Research output: Contribution to journalArticlepeer-review

Abstract

The quest for past Martian life hinges on locating surface formations linked to ancient habitability. While Mars' surface is considered to have become cryogenic ~3.7 Ga, stable subsurface aquifers persisted long after this transition. Their extensive collapse triggered megafloods ~3.4 Ga, and the resulting outflow channel excavation generated voluminous sediment eroded from the highlands. These materials are considered to have extensively covered the northern lowlands.
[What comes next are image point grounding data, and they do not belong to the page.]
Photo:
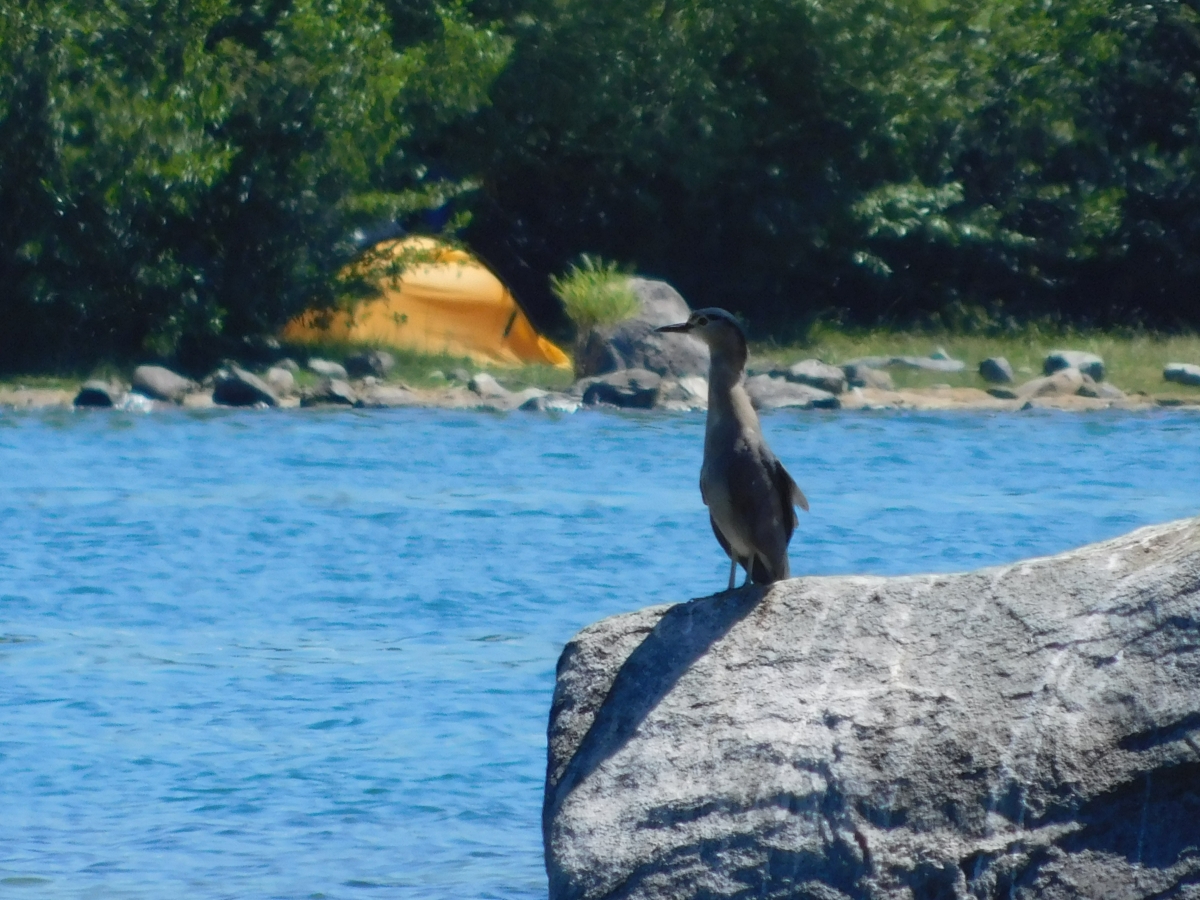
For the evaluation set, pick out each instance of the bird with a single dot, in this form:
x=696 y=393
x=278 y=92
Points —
x=749 y=493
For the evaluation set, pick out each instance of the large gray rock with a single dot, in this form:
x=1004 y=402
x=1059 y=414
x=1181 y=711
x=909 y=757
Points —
x=996 y=370
x=1086 y=363
x=160 y=383
x=328 y=369
x=767 y=393
x=1025 y=731
x=330 y=391
x=99 y=394
x=370 y=363
x=815 y=373
x=633 y=389
x=859 y=375
x=1182 y=373
x=635 y=345
x=234 y=387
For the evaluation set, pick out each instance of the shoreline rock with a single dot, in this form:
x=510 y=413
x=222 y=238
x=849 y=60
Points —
x=1025 y=731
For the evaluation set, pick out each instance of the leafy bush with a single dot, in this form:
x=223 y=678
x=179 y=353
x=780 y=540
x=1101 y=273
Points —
x=594 y=293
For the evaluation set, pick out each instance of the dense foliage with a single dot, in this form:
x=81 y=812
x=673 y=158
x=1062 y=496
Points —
x=179 y=174
x=957 y=162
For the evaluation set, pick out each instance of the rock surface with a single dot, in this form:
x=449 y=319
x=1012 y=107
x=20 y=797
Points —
x=99 y=394
x=631 y=389
x=235 y=387
x=1086 y=363
x=330 y=391
x=815 y=373
x=1182 y=373
x=767 y=393
x=859 y=375
x=160 y=383
x=1026 y=731
x=996 y=370
x=328 y=369
x=370 y=363
x=635 y=345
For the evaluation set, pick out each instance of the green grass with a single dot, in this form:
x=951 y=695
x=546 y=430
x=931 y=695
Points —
x=1134 y=363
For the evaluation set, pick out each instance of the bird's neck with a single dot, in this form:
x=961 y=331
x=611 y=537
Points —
x=729 y=405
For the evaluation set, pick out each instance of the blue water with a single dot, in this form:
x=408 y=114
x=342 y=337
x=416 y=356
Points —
x=311 y=654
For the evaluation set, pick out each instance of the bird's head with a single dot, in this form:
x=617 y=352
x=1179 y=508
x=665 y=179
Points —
x=719 y=330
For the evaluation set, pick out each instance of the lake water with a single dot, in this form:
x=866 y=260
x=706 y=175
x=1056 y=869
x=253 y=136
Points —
x=311 y=653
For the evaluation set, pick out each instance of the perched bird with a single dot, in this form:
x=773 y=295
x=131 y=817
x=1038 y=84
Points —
x=749 y=495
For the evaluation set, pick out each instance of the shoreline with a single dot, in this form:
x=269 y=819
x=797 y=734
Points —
x=399 y=395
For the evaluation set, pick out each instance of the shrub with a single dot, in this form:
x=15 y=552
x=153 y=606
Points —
x=594 y=293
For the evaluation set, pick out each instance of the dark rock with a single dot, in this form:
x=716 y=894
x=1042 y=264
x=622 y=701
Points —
x=370 y=363
x=330 y=391
x=1024 y=731
x=767 y=393
x=635 y=345
x=1086 y=363
x=234 y=387
x=1182 y=373
x=99 y=394
x=815 y=373
x=328 y=369
x=929 y=364
x=159 y=383
x=631 y=388
x=859 y=375
x=996 y=370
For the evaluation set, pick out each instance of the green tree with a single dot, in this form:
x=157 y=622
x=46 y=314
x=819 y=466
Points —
x=203 y=163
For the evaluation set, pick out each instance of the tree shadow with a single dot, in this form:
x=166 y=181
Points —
x=682 y=636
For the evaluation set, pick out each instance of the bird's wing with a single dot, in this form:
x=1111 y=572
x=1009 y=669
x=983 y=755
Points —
x=720 y=538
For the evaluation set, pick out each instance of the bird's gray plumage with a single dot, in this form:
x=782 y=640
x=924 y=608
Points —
x=749 y=495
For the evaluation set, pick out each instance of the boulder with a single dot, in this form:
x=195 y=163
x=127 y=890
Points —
x=234 y=387
x=551 y=403
x=99 y=394
x=1182 y=373
x=328 y=369
x=160 y=383
x=370 y=363
x=929 y=364
x=683 y=394
x=859 y=375
x=281 y=381
x=330 y=391
x=1099 y=390
x=767 y=393
x=385 y=396
x=1062 y=383
x=1024 y=731
x=1086 y=363
x=996 y=370
x=486 y=387
x=635 y=345
x=815 y=373
x=631 y=388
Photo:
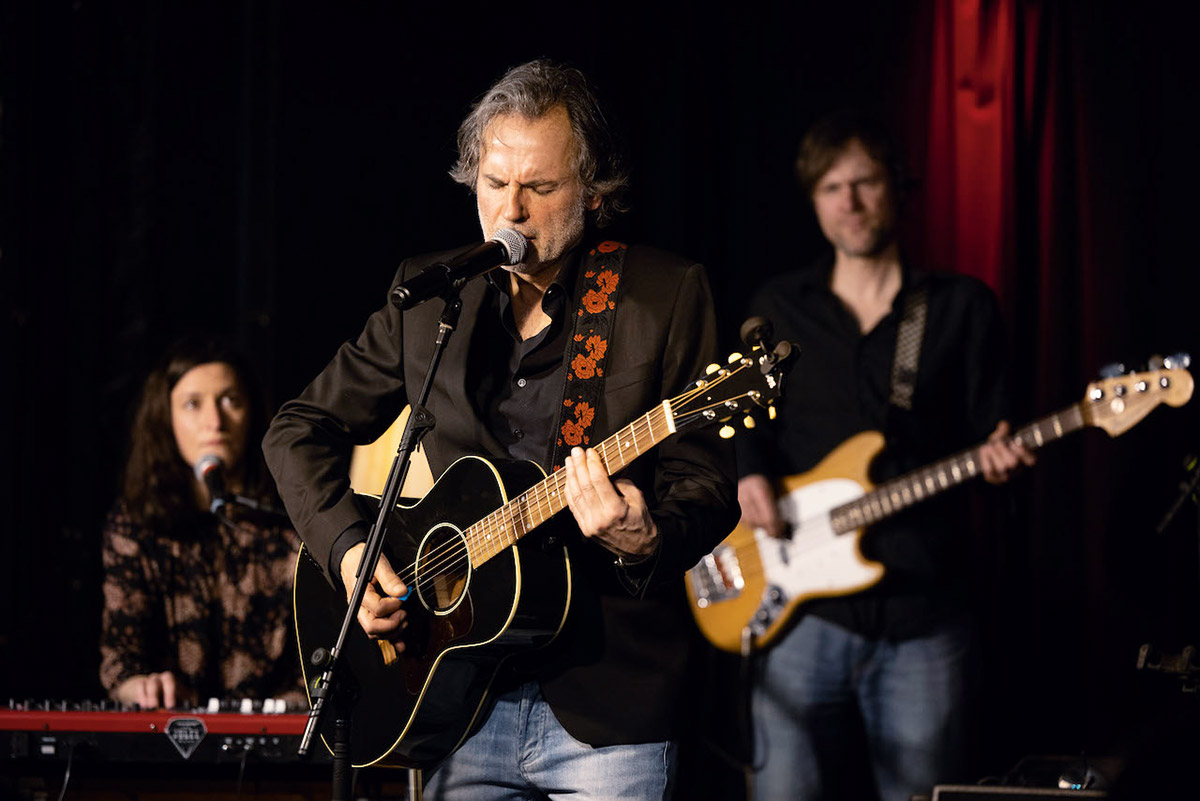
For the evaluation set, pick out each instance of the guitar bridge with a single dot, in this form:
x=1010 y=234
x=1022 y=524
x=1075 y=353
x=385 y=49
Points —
x=718 y=577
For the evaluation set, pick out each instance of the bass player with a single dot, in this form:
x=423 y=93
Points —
x=918 y=356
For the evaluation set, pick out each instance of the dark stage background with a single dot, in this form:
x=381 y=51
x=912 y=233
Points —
x=259 y=168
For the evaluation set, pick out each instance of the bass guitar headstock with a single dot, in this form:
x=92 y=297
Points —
x=1119 y=402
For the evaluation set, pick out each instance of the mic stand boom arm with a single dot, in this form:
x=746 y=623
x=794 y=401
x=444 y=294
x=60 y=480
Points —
x=419 y=423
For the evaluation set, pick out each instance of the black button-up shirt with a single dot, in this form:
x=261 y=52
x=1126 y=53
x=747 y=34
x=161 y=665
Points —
x=517 y=384
x=841 y=385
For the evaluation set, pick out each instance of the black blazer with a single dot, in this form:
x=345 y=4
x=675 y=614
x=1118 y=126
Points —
x=616 y=673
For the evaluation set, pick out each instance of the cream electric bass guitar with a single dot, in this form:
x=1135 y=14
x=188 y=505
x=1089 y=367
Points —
x=744 y=592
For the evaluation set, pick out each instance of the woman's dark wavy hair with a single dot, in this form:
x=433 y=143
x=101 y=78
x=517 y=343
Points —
x=157 y=486
x=531 y=90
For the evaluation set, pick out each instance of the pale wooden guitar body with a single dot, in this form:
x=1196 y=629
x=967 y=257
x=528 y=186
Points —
x=744 y=592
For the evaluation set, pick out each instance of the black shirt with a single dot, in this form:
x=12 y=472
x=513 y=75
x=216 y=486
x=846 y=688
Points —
x=517 y=385
x=840 y=386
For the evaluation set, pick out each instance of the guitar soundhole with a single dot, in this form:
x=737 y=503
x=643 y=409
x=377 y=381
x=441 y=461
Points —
x=443 y=570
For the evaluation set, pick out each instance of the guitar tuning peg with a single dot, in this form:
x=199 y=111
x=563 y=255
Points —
x=1177 y=361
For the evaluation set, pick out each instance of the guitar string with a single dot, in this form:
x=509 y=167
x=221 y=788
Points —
x=885 y=494
x=450 y=556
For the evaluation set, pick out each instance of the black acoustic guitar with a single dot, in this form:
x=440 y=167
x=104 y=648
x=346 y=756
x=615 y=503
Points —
x=479 y=590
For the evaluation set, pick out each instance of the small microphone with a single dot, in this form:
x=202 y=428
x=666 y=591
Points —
x=210 y=469
x=507 y=246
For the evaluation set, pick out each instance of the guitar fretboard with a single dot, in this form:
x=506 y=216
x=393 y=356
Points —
x=913 y=487
x=544 y=500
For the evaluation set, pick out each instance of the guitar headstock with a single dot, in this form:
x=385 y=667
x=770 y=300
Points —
x=1116 y=404
x=745 y=384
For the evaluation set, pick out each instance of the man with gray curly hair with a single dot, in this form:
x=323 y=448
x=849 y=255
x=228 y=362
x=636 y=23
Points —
x=552 y=354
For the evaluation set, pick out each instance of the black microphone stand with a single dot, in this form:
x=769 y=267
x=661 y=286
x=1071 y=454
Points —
x=329 y=685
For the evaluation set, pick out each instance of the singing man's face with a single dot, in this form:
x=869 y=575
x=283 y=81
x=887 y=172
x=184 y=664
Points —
x=528 y=180
x=209 y=414
x=855 y=204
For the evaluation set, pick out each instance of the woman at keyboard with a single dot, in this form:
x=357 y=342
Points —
x=197 y=567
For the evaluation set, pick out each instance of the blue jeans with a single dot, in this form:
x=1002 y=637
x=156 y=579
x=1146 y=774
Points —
x=823 y=690
x=522 y=753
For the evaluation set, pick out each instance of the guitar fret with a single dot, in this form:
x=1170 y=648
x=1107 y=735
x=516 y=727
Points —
x=504 y=527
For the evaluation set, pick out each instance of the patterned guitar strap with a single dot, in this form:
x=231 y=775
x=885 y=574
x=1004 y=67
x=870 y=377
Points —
x=909 y=336
x=586 y=357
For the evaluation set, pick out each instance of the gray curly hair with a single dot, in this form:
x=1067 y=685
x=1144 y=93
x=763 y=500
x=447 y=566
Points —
x=532 y=90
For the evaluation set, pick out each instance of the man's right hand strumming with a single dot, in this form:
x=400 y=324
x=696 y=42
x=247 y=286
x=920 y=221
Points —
x=759 y=507
x=379 y=614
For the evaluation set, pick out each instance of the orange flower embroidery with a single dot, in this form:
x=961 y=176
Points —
x=597 y=347
x=594 y=301
x=607 y=282
x=583 y=367
x=573 y=433
x=583 y=414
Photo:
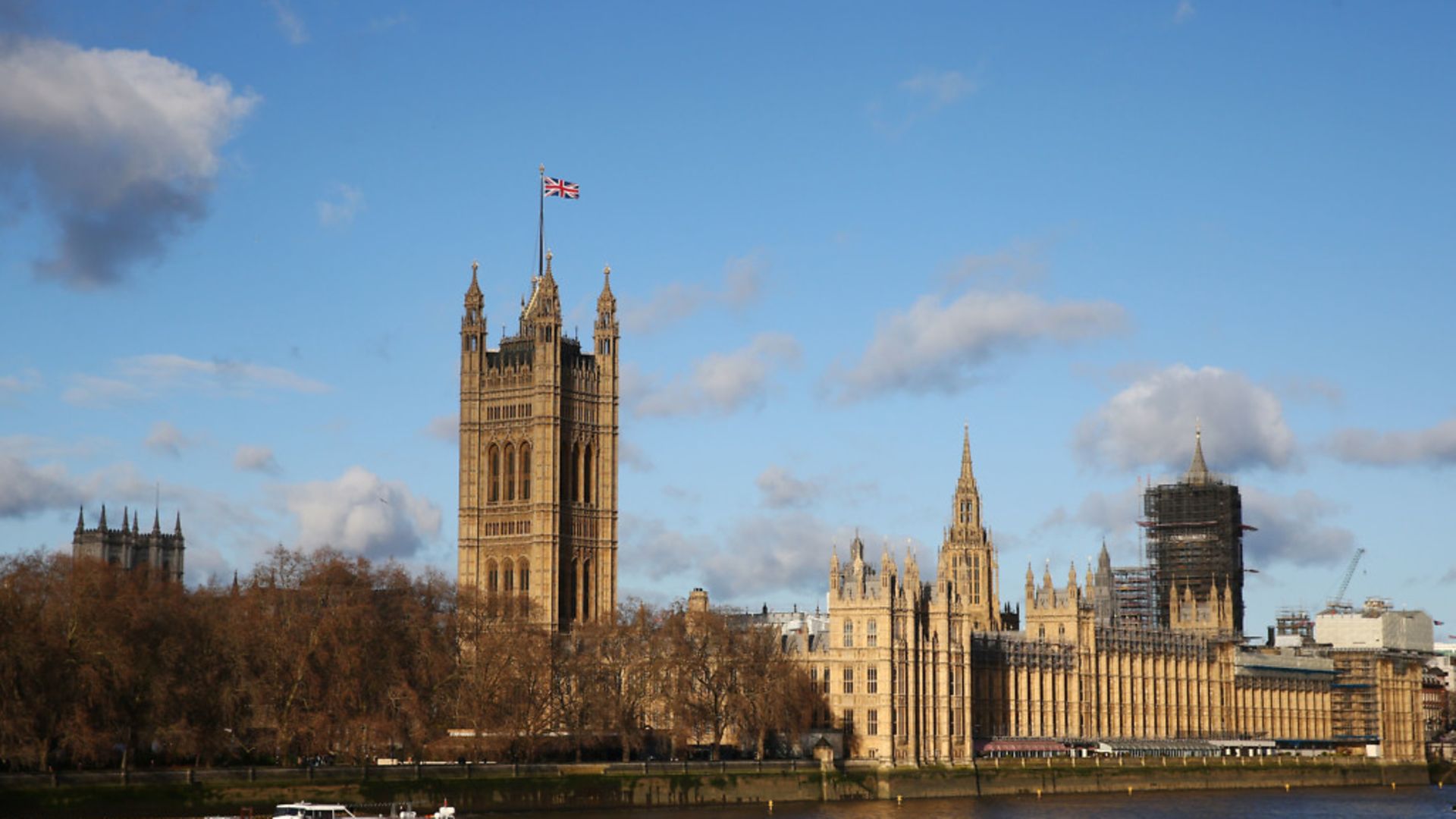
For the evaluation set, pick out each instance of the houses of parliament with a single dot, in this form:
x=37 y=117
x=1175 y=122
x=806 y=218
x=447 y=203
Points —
x=921 y=670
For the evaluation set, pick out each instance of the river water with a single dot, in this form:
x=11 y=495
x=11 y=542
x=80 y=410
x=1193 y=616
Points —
x=1353 y=803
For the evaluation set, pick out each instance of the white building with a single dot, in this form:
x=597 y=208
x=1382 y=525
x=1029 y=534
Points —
x=1376 y=626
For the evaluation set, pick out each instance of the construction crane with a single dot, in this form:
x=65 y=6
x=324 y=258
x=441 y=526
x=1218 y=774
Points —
x=1337 y=601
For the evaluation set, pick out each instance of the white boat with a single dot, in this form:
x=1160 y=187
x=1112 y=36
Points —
x=335 y=811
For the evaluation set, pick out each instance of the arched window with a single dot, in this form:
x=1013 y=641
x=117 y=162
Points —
x=510 y=472
x=573 y=474
x=495 y=472
x=585 y=475
x=526 y=471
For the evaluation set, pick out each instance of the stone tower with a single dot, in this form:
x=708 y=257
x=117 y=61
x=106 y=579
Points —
x=967 y=569
x=539 y=461
x=130 y=547
x=1194 y=532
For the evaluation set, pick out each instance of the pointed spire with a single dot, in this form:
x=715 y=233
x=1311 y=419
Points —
x=965 y=453
x=1199 y=469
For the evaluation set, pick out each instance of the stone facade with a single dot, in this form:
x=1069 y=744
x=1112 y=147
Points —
x=539 y=461
x=128 y=547
x=930 y=672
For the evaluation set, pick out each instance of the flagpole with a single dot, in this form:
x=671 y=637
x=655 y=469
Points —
x=541 y=222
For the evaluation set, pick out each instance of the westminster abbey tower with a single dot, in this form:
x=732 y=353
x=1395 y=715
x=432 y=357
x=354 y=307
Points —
x=539 y=461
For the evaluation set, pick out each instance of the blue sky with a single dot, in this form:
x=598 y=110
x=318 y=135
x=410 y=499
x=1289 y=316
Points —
x=235 y=241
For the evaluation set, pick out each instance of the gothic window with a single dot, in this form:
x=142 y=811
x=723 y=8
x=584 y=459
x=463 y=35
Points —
x=526 y=471
x=510 y=472
x=585 y=474
x=495 y=472
x=976 y=579
x=573 y=482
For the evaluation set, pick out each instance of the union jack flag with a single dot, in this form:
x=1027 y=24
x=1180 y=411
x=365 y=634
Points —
x=561 y=188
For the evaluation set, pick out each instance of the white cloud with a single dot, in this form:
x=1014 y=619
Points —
x=1152 y=423
x=344 y=206
x=1433 y=447
x=166 y=439
x=937 y=346
x=918 y=98
x=783 y=490
x=444 y=428
x=721 y=382
x=362 y=513
x=634 y=457
x=27 y=488
x=289 y=22
x=1018 y=264
x=255 y=460
x=19 y=384
x=146 y=376
x=742 y=286
x=1293 y=529
x=121 y=149
x=940 y=88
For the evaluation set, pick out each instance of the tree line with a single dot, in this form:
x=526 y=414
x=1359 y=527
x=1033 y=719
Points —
x=319 y=656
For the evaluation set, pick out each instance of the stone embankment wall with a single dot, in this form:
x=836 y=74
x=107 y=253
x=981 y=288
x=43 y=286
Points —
x=526 y=787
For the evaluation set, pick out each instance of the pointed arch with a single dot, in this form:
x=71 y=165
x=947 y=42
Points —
x=585 y=475
x=494 y=458
x=573 y=480
x=510 y=472
x=526 y=469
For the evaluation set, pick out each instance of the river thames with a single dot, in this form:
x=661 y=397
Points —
x=1353 y=803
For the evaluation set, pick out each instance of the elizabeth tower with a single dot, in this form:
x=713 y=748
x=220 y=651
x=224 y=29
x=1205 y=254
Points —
x=539 y=461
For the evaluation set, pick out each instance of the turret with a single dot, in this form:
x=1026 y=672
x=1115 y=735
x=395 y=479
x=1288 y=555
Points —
x=472 y=327
x=1199 y=469
x=606 y=328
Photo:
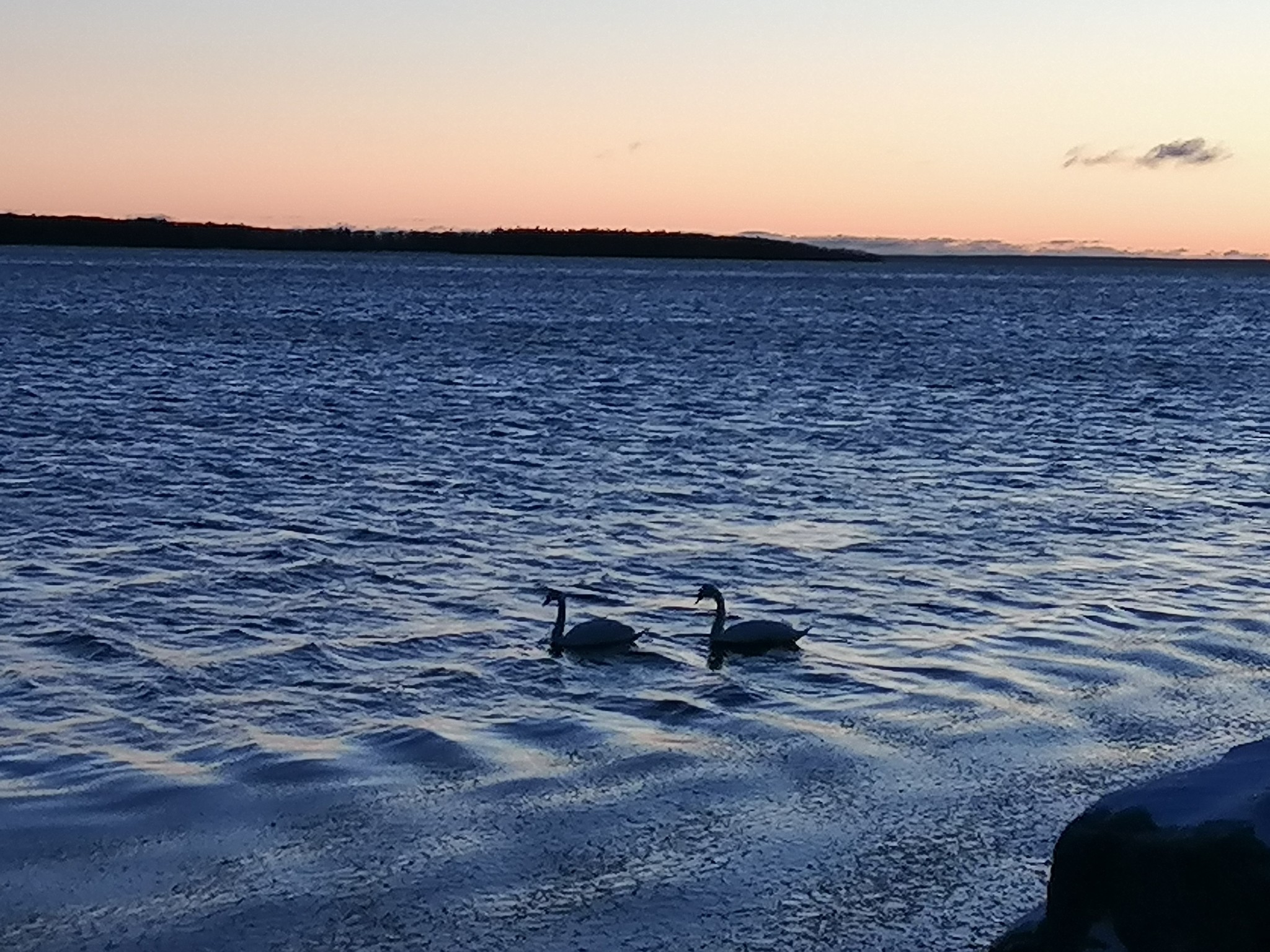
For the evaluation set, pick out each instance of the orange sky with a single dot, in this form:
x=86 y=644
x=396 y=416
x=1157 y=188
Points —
x=813 y=117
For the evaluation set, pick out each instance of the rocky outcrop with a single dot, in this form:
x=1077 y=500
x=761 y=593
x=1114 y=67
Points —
x=1180 y=865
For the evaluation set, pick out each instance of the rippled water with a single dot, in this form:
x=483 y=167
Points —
x=276 y=531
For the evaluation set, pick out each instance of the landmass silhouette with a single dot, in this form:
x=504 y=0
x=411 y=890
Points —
x=586 y=243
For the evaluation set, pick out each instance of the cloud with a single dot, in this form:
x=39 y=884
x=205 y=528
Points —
x=1078 y=156
x=1184 y=151
x=1180 y=151
x=992 y=247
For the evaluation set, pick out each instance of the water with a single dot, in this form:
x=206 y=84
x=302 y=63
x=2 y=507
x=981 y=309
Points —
x=276 y=531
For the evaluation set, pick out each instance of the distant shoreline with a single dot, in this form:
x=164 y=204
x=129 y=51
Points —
x=87 y=231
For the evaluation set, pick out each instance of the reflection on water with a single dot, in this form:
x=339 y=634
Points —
x=277 y=530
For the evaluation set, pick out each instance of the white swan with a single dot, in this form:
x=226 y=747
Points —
x=597 y=632
x=756 y=633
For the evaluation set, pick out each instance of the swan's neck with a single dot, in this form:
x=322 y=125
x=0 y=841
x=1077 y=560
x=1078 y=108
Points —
x=721 y=617
x=558 y=631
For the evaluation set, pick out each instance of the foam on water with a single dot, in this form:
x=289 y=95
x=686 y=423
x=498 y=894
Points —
x=276 y=530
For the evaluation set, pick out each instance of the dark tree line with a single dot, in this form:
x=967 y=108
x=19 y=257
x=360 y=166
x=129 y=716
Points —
x=587 y=243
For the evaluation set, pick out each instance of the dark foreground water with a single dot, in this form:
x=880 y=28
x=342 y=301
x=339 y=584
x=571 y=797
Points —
x=275 y=531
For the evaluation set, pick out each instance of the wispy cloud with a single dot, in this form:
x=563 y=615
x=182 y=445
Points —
x=1180 y=151
x=1184 y=151
x=1080 y=156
Here, we show evidence that a lacustrine sedimentary residue within Hydraotes Chaos formed due to regional aquifer upwelling and ponding into an interior basin. Unlike the northern lowland counterparts, its sedimentary makeup likely consists of aquifer-expelled materials, offering a potential window into the nature of Mars' subsurface habitability. Furthermore, the lake’s residue’s estimated age is ~1.1 Ga (~3.2 Ga post-peak aquifer drainage during the Late Hesperian), enhancing the prospects for organic matter preservation. This deposit’s inferred fine-grained composition, coupled with the presence of coexisting mud volcanoes and diapirs, suggest that its source aquifer existed within abundant subsurface mudstones, water ice, and evaporites, forming part of the region’s extremely ancient (~ 4 Ga) highland stratigraphy. Our numerical models suggest that magmatically induced phase segregation within these materials generated enormous water-filled chambers. The meltwater, originating from varying thermally affected mudstone depths, could have potentially harbored diverse biosignatures, which could have become concentrated within the lake’s sedimentary residue. Thus, we propose that Hydraotes Chaos merits priority consideration in future missions aiming to detect Martian biosignatures.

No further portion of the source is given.